C’est ce qu’avait montré, il y déjà une quarantaine d’années, le sociologue américain Erving Goffman dans son article « Gender advertisement » (1) où il juxtaposait les images publicitaires les plus diverses, mais qui toutes mettaient en scène des femmes et des hommes. La répétition systématique des mêmes motifs inégalitaires (l’homme en position haute / la femme en position basse, l’homme en mouvement / la femme immobile, l’homme qui parle / la femme qui écoute, l’homme protecteur / la femme vulnérable, etc.) démontrait une véritable ritualisation de la masculinité et de la féminité, publicitairement efficace parce qu’en affinité avec nos catégories de perception largement inconscientes de consommateurs et consommatrices.

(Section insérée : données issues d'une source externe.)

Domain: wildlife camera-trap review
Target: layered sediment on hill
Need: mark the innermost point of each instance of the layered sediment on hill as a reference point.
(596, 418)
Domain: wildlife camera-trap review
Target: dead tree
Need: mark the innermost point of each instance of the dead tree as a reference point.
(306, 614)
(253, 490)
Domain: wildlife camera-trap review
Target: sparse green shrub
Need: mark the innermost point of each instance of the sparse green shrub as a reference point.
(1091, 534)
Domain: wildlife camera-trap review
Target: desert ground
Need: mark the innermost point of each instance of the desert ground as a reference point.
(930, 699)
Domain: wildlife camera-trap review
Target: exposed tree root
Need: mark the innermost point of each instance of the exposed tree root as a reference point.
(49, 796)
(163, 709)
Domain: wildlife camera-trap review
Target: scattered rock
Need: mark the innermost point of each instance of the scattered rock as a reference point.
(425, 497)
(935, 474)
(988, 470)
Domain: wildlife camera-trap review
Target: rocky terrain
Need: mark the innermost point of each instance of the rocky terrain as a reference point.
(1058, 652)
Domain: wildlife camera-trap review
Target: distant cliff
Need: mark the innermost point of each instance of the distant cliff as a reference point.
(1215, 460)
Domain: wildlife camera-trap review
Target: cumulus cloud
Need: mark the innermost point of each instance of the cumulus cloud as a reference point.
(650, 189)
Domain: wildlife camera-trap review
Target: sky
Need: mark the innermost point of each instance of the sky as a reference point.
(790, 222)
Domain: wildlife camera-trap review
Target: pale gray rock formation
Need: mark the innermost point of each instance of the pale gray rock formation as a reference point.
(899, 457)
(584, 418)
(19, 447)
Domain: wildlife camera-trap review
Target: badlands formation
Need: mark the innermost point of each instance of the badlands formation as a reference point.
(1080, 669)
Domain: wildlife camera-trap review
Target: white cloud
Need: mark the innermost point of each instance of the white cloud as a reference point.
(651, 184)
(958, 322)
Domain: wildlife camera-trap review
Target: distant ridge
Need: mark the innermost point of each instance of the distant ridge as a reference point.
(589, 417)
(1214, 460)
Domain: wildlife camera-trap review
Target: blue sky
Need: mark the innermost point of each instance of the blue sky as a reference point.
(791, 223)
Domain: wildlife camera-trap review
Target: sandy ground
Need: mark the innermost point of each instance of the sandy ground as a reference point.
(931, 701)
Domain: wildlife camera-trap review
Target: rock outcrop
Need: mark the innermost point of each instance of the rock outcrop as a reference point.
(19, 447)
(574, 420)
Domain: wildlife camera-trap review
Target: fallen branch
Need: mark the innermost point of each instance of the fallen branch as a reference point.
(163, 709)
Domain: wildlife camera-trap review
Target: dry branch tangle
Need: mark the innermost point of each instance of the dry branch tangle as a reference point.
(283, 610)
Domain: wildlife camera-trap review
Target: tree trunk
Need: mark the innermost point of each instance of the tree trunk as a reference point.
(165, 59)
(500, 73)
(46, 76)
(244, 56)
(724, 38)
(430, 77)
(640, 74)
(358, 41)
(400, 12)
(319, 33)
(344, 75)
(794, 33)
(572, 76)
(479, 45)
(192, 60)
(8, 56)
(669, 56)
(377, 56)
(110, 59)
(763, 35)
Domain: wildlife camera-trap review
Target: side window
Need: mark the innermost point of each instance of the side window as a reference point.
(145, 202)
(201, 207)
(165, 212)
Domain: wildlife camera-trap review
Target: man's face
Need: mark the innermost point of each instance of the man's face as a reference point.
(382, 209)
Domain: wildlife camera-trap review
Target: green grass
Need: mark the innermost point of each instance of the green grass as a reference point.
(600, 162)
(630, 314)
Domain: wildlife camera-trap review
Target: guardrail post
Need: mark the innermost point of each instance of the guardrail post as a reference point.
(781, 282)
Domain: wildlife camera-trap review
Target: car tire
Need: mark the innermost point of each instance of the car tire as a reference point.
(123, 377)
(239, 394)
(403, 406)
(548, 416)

La conclusion de Goffman était que les identités hiérarchisées d’homme ou de femme ne sont pas quelque chose que l’on est, mais bien que l’on fait — que l’on produit dans et par les conduites les plus banales (manières de tenir son corps, de bouger, de prendre la parole en interrompant autrui, par exemple) — en bref la même idée que développent aujourd’hui, sous le terme de performativité du genre, des théoriciennes queer (2).

Vous voulez connaître le pire cauchemar à hanter les nuits de Laurent Wauquiez ? Redevenu enfant, il est forcé de suivre Judith Butler dans une interminable et épuisante balade dans les Monts du Lyonnais, au cours laquelle elle lui explique longuement et doctement que la famille hétérosexuelle patriarcale n’est pas une fatalité et que les identités de sexe sont une construction historique et sociale arbitraire, et donc transformable

Pedro

  1. Publié initialement en 1976, il est traduit en français d’abord dans Actes de la recherche en sciences sociales (n° 14, 1977, accessible ici mais sans les photos https://www.persee.fr/doc/arss_0335-5322_1977_num_14_1_2553), il est repris dans Erving Goffman, Les Moments et leurs hommes, Paris, Seuil, 2016.
  2. La contribution de Goffman à la réflexion sur le genre est injustement sous-estimée, peut-être parce que son propos proprement sociologique n’est pas susceptible de procurer les mêmes profits symboliques qu’une production philosophique revêtant les attributs de l’avant-garde.